If you’ve been fighting phantom stutters and G-SYNC weirdness since updating to Game Ready 610.47, NVIDIA has an answer. The company pushed GeForce Hotfix Display Driver 610.52 live yesterday through its customer care portal, targeting a focused set of display-related bugs that have been frustrating users since the last official WHQL release.
The headline fix is a frame pacing problem affecting Ada Lovelace GPUs (RTX 40 series) when G-SYNC is active on certain monitors. Users were seeing stuttering and irregular frame delivery even with G-SYNC enabled, which is about as ironic as it gets.
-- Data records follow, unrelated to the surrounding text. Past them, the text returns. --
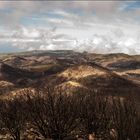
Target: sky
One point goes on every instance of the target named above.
(92, 26)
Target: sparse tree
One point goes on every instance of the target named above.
(53, 114)
(12, 117)
(95, 116)
(125, 119)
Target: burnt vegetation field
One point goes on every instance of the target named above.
(66, 95)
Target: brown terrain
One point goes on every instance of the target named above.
(113, 74)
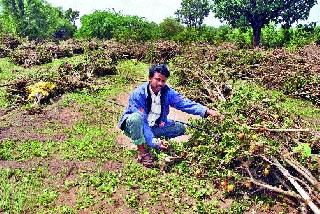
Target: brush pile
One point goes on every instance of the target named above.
(259, 145)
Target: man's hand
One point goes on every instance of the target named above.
(163, 145)
(214, 114)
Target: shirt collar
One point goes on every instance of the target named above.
(152, 93)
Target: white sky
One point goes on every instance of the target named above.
(152, 10)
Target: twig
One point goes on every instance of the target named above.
(262, 129)
(303, 171)
(272, 188)
(300, 190)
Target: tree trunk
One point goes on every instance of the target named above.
(256, 35)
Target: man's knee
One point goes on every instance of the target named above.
(134, 119)
(181, 129)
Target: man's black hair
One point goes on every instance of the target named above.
(161, 68)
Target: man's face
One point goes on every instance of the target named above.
(157, 82)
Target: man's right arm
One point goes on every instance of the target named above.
(136, 104)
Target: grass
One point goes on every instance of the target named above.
(91, 139)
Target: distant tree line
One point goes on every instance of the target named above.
(36, 19)
(250, 23)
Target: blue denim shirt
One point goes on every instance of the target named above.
(139, 101)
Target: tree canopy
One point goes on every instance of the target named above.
(34, 19)
(193, 12)
(257, 13)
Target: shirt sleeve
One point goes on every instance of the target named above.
(136, 104)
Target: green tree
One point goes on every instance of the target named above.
(193, 12)
(34, 18)
(257, 13)
(109, 24)
(169, 28)
(72, 15)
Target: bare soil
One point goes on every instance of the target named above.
(21, 125)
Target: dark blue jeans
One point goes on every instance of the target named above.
(134, 129)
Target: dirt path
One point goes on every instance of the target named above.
(174, 114)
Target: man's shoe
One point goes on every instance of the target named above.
(146, 160)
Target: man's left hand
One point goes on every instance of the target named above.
(214, 114)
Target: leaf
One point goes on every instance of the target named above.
(304, 149)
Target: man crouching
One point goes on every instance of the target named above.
(145, 118)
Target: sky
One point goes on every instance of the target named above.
(152, 10)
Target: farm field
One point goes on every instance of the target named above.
(60, 150)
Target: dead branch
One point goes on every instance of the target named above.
(303, 171)
(300, 190)
(272, 188)
(263, 129)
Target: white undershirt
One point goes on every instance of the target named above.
(155, 110)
NVIDIA also patched an EDID (Extended Display Identification Data) bug that was causing some displays to be misidentified as “NVIDIA NV-Failsafe,” a fallback state that strips monitors of their proper capabilities. That one sounds niche until it happens to you.
The monitor sleep fix is relevant patch in this release: a subset of users found their monitors would not wake from sleep mode at all under 610.47. That is the kind of regression that earns a hotfix on its own. NVIDIA also tackled multi-monitor stability with V-SYNC and DLSS Frame Generation enabled, and addressed two separate Smooth Motion issues. The first fixes jittering or ghosting in DirectX 11 titles when Smooth Motion is active; the second adds a general stability improvement covering cases where the driver failed to create a new allocation. Game-specific fixes land for Resident Evil Requiem (visual artifacts with Subsurface Scattering enabled) and Star Citizen (client crashes at launch).
One item worth flagging for overclockers: 610.52 is built directly on top of 610.47 and does not address the voltage behavior issues that caused the earlier 595-series driver problems. If you are already on 610.47 and none of the listed bugs affect you, NVIDIA says to wait for the next scheduled WHQL release, as this hotfix adds nothing else. The company also notes the hotfix is distributed outside the NVIDIA App, so you’ll need to grab it manually from the support page linked above.
Community feedback on the NVIDIA forums threads suggests the G-SYNC fix is working as intended for most affected RTX 40 series users, and early reports on Forza Horizon 6 at high refresh rates look positive. A few edge cases remain, including a reported VRR range issue on the ASUS PG27UCDM and an unrelated P-state idle bug at 280Hz that predates this driver. Neither appears to be new regressions introduced by 610.52.
If G-SYNC or Smooth Motion has been driving you up the wall since the last driver update, grab this one. Otherwise, sit tight.